What are you controlling? So it is more really what the staff do, the quality of their preparation ahead of a dosing session, the quality of the way they hold the space and provide compassionate support if necessary. needed during a dosing session because the support is typically quite hands-off. It's quite indirect. It's more like a holding rather than something directive.
There's often quite little talking going on, so it's not traditional psychotherapy. It's not traditional talking therapy in the session itself. But it is in the prep and it is in what we call the integration, which is the therapy, the psychological support that comes after the dosing session. It might come the next day. It might come the next week.
And plus maybe one or two sessions on top of that is how we tend to do it in the field. So we do control that quality of psychological support, both its amount and its quality. And we have a protocol to follow for that. We control music listening as a variable. We either have it on or off. With colleagues, we've referred to music as a hidden therapist because the sessions are so non-directive.

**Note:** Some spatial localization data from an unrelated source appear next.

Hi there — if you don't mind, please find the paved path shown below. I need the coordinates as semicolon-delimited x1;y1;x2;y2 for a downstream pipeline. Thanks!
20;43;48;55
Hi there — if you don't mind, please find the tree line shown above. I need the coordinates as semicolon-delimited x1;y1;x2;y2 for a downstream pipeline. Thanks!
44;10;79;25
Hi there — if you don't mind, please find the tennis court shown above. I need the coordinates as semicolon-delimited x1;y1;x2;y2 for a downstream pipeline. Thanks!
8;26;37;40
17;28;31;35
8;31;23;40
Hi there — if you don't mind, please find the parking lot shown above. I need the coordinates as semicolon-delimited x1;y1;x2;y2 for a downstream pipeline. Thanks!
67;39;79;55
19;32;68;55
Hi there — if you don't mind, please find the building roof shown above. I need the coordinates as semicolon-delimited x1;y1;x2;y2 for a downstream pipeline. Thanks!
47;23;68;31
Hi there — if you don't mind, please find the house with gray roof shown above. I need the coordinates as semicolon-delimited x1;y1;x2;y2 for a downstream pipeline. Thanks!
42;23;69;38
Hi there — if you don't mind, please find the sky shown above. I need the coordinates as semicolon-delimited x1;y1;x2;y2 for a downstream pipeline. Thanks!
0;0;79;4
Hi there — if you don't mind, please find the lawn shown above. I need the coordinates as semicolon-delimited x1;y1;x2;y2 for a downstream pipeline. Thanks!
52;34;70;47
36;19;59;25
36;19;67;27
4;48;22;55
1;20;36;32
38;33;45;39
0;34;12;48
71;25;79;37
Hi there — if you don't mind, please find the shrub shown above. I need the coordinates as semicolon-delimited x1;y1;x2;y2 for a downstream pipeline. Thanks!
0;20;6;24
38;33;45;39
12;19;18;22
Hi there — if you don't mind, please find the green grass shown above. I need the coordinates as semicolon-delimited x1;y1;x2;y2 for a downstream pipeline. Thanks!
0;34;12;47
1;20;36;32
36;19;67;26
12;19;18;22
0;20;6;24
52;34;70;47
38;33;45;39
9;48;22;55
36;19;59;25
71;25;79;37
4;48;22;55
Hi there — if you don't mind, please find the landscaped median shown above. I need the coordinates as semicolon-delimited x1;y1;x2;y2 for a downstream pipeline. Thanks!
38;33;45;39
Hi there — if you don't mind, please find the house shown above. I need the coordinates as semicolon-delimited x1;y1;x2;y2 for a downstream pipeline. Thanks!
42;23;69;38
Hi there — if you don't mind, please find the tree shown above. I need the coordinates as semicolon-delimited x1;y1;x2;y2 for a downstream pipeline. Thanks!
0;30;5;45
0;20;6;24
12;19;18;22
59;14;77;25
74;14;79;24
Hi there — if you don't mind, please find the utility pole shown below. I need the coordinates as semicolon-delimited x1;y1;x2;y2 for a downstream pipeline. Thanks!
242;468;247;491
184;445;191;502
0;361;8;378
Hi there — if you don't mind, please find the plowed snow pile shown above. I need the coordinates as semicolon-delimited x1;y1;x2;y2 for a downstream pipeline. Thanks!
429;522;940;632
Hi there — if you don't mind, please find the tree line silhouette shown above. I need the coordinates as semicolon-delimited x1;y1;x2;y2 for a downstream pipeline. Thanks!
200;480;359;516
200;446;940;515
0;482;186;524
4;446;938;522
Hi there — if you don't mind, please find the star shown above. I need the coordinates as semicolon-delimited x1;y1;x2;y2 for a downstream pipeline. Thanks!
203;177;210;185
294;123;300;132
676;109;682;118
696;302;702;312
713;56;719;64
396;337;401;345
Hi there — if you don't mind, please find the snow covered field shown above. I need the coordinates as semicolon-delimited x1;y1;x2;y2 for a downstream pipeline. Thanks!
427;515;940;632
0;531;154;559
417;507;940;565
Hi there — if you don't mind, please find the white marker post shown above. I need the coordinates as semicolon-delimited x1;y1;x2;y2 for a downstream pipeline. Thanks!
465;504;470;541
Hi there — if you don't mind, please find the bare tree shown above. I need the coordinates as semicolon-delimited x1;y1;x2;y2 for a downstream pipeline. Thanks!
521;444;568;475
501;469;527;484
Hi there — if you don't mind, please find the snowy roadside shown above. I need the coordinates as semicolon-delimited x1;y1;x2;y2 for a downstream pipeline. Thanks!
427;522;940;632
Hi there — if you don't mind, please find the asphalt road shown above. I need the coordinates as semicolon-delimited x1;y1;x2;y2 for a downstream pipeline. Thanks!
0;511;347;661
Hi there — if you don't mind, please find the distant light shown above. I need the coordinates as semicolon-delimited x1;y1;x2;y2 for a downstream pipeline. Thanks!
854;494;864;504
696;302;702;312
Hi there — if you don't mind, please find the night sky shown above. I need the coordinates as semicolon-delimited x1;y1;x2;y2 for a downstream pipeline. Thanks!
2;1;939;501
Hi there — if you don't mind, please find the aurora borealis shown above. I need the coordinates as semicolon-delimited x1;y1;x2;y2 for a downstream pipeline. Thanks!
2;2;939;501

You ask the question, well, Is there any nudging, any coaxing going on here? The music can be quite an overwhelming experience. It gets enhanced in its emotionally evocative properties. And we control and manipulate the quality of the aesthetics.
So in what we call this enriched condition, we have an enriched condition with all these psychedelic therapy elements included, and we have an unenriched condition with them stripped out. So there's no music. The sessions are staffed, but really for basic safety monitoring, not for any kind of active emotional support unless there's an emergency. I mean, we're guided by Do No Harm, of course.
And yeah, we control the aesthetic. So in the enriched, there's lovely glowing lighting and printed screens of beautiful nature scenes. And then in the unenriched, it's a standard consulting room in a clinical research unit. All of this suggests that there's a fair amount to get right or wrong with respect to how one promotes people into the role of being a therapist.
I'm wondering about quality control there and screening and supervision and training and I'm thinking of one story I heard of someone who I think was in a group setting. I don't even know what the compound was. It might have been psilocybin. It might have been ayahuasca.
But somebody in the setting was feeling like they were remembering childhood sexual abuse, I think, some trauma from childhood that had not been conscious prior to taking the drug. But They were also uncertain as to whether it was a memory or whether they were just imagining it. And the therapist, you know, to my ear, who was in charge at that point, came in.
It was a heavily enriched context, but you might think it was enriched by this therapist's, you know, dogmatism or delusion because they seemed to be coming at this with a very strong sense of, you know, recovered memory being, you know, very much a real thing. I believe they told this subject that the body never lies or the body never forgets or something like that.